# Barska Scopes



## coyotekiller3006 (Jan 3, 2006)

Well i am looking at a 6.5-20x50, it has an adjustible objective lens. i was just wondering if anybody has or heard anything about these scopes. i am putting it on my savage .223 which has a no name 3x9 on it and it really sucks. also, is that magnification good for coyotes, most of my shots will be between 200-350 yards.

Thanks a bunch,
Michael


----------



## Brad.T (Mar 29, 2004)

That magnifications should be perfect for your situation i have heard nothing on that brand however (sorry)


----------



## MOGLEY (Dec 20, 2005)

I don't own one but have read in other forums that it is a great scope for the price. Any skepticism has been it being so reasonably priced...... those that have them like them.


----------



## codfish (Mar 22, 2006)

Can a 223 kill out to 350 yards


----------



## Horsager (Aug 31, 2006)

Yes


----------



## Brad.T (Mar 29, 2004)

Yes it can but what does that have to do with Baraska scopes? Please try to stay on topic for a post so the thread doesn't get changed from what the topic poster is asking?
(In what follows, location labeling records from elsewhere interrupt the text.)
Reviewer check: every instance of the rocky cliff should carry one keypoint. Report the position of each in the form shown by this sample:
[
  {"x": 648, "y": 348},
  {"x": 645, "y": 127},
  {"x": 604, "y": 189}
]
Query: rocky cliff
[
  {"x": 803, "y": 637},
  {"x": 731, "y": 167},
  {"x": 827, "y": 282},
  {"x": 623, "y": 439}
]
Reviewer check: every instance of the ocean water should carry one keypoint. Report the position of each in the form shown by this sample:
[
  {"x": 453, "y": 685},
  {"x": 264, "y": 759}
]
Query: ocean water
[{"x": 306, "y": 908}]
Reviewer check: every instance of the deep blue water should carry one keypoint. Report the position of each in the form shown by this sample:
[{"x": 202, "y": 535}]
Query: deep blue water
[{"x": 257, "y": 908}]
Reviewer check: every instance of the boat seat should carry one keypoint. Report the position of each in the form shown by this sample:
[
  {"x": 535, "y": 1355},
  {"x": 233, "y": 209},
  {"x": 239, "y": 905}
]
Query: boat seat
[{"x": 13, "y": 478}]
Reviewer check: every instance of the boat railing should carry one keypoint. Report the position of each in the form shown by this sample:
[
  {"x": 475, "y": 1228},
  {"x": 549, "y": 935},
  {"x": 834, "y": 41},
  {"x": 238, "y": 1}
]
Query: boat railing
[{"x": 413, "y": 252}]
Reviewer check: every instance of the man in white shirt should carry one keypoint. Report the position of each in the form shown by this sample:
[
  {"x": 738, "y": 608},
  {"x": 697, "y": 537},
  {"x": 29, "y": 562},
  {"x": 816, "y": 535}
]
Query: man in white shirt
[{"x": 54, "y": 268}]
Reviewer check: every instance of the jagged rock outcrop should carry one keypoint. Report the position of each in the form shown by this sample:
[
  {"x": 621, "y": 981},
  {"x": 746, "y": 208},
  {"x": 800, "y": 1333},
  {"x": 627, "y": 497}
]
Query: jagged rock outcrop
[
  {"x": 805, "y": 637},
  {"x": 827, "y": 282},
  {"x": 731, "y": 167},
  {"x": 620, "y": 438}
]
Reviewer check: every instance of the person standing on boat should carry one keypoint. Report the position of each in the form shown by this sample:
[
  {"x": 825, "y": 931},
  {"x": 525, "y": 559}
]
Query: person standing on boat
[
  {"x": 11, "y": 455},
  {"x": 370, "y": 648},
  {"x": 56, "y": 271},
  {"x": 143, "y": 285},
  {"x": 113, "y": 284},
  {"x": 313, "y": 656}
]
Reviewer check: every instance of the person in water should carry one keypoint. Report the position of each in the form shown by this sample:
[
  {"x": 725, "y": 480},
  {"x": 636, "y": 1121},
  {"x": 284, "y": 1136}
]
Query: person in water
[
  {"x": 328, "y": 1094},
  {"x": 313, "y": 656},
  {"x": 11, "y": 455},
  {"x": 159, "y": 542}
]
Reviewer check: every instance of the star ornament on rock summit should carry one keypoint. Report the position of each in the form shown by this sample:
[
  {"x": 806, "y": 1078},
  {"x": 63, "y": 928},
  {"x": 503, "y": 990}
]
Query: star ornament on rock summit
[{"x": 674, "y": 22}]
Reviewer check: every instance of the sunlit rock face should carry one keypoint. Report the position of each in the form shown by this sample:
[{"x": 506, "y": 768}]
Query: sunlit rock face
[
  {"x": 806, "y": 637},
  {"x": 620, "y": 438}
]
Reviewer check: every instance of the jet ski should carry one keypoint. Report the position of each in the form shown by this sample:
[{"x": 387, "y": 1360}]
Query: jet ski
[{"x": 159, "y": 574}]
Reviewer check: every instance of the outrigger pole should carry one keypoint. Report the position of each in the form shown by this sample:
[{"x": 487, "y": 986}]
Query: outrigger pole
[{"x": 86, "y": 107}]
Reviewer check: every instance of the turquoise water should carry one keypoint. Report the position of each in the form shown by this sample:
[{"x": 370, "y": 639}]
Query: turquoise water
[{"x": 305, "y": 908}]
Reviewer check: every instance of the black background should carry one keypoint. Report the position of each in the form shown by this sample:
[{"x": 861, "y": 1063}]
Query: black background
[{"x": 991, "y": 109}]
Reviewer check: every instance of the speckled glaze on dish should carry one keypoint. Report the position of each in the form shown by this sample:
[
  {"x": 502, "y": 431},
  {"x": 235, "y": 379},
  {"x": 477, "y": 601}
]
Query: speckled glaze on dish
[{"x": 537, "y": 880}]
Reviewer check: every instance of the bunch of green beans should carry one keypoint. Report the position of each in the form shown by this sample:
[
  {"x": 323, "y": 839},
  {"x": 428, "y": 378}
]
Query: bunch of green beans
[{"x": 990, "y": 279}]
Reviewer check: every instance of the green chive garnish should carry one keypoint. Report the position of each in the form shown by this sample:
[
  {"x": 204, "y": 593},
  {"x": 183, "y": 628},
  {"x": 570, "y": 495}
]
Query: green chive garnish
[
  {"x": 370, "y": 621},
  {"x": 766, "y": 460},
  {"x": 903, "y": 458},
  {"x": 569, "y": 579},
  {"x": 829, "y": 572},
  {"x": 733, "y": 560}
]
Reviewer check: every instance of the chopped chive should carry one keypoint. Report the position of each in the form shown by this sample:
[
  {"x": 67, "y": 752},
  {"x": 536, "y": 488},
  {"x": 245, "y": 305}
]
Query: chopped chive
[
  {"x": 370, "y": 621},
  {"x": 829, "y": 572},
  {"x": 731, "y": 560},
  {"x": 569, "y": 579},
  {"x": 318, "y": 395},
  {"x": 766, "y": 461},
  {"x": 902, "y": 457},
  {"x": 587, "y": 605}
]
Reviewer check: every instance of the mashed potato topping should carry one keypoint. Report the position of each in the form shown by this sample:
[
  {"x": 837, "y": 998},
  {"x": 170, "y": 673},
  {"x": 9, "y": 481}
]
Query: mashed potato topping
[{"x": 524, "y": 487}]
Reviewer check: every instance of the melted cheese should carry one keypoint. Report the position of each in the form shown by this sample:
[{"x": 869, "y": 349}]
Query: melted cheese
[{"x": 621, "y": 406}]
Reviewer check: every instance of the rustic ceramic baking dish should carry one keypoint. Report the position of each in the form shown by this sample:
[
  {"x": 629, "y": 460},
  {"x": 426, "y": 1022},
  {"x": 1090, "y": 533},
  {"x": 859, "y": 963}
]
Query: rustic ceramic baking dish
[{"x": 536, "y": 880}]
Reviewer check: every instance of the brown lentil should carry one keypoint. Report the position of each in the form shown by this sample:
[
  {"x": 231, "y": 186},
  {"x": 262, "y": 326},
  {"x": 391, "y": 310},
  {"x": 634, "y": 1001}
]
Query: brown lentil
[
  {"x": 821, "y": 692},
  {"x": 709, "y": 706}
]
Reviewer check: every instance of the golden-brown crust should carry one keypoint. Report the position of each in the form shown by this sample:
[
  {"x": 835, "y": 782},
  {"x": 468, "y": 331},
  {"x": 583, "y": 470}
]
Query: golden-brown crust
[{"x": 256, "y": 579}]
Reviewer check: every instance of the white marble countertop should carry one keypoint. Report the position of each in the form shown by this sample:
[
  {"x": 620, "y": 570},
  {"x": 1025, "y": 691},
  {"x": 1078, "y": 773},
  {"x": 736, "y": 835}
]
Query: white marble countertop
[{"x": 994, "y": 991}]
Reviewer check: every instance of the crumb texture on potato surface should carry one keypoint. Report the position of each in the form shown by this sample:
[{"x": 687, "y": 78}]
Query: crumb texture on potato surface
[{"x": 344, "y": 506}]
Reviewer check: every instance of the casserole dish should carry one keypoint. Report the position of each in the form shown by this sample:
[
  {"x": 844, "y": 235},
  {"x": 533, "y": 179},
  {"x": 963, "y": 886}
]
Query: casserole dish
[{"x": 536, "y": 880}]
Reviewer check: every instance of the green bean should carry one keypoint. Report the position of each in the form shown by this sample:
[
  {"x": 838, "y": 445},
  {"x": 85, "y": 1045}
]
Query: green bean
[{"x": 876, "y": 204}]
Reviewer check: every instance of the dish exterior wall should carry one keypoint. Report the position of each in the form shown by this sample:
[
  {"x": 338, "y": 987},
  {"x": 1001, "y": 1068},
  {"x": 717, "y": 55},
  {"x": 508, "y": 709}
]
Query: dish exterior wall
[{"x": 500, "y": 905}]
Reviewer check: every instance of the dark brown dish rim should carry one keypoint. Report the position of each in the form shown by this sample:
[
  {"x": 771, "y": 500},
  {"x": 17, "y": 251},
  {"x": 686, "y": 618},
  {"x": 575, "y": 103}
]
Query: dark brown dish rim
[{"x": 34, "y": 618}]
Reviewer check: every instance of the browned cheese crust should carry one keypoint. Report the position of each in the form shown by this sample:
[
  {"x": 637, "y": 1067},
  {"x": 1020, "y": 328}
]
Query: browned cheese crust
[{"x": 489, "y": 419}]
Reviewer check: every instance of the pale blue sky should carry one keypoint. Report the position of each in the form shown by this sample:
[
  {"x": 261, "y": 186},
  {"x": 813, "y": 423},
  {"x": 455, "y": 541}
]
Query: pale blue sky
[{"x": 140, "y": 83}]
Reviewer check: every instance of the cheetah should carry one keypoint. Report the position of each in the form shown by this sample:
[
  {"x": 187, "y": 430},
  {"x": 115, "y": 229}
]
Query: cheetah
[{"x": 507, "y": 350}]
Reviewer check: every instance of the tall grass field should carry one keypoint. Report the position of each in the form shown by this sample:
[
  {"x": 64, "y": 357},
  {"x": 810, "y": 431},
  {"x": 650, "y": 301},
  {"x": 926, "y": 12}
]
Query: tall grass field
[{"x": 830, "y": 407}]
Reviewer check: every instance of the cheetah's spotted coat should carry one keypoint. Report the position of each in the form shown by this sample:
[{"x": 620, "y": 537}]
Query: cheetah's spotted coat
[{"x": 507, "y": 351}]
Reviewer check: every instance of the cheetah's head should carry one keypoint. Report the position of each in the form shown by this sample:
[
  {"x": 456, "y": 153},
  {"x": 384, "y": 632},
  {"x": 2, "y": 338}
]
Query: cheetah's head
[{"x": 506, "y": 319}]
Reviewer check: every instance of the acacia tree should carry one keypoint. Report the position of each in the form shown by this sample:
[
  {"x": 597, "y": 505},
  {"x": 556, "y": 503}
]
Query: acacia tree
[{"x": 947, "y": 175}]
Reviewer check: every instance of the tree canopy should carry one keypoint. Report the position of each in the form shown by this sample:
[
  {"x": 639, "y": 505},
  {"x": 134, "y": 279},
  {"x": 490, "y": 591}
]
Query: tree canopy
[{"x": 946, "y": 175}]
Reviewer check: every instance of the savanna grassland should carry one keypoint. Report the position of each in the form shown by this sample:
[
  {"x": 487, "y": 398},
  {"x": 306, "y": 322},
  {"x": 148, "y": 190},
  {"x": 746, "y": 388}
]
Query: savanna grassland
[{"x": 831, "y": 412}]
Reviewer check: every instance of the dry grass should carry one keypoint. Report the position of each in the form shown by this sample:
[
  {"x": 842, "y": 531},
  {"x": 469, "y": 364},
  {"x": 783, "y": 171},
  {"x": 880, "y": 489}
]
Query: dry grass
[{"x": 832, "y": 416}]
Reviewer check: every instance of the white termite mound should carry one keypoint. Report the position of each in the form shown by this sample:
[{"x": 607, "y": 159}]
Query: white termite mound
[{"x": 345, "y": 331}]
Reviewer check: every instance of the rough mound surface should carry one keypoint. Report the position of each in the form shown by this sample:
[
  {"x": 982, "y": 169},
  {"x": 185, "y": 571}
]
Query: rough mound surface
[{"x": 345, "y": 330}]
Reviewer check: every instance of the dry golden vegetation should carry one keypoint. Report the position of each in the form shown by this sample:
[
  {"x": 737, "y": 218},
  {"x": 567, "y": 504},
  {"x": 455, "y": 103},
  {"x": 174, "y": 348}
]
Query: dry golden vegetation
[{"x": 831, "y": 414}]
IF you do a search you should be able to find lots of topics on how effective calibers are out to different ranges.


----------



## martyd (Nov 7, 2006)

I just bought 2 of these 8 x 32 x 56 leapers scopes. man are they clear. side focus down to 10 Yards. they are just as clear as my leupolds ! matter of fact i might just sale my high price leupolds and put that money on more guns and this scope. i dont know about other power of scopes that leapers make but this 8 x32 x 56 is nice !!!! marty


----------



## Sin man (Jul 25, 2006)

I have a couple of them. one on a 22 mag and the other on a 22-250. under 70 bucks they are a damn nice scope. i looked through alot of tascos and other brands that were in the 200 dollar range and these were alot better. and they have a lifetime warranty too.


----------



## NCGMAN (Oct 28, 2006)

JUST GOT A BUSHNELL 6X24 AO, MIL DOT BANNER, REALLY CLEAR AND ENOUGH POWER TO SEE A MILE. CABELAS: $149.99,, GRAF.COM,,$126.99
NOT UNDER A $100 BUT A GOOD SCOPE.


----------



## yooperyotebuster (Dec 13, 2005)

A friend of mine just bought one at Dunhams for less than fifty bucks. He put it on his .308. I believe he said it's a 3to 12 with a 50 mm objective. According to him he likes it.


----------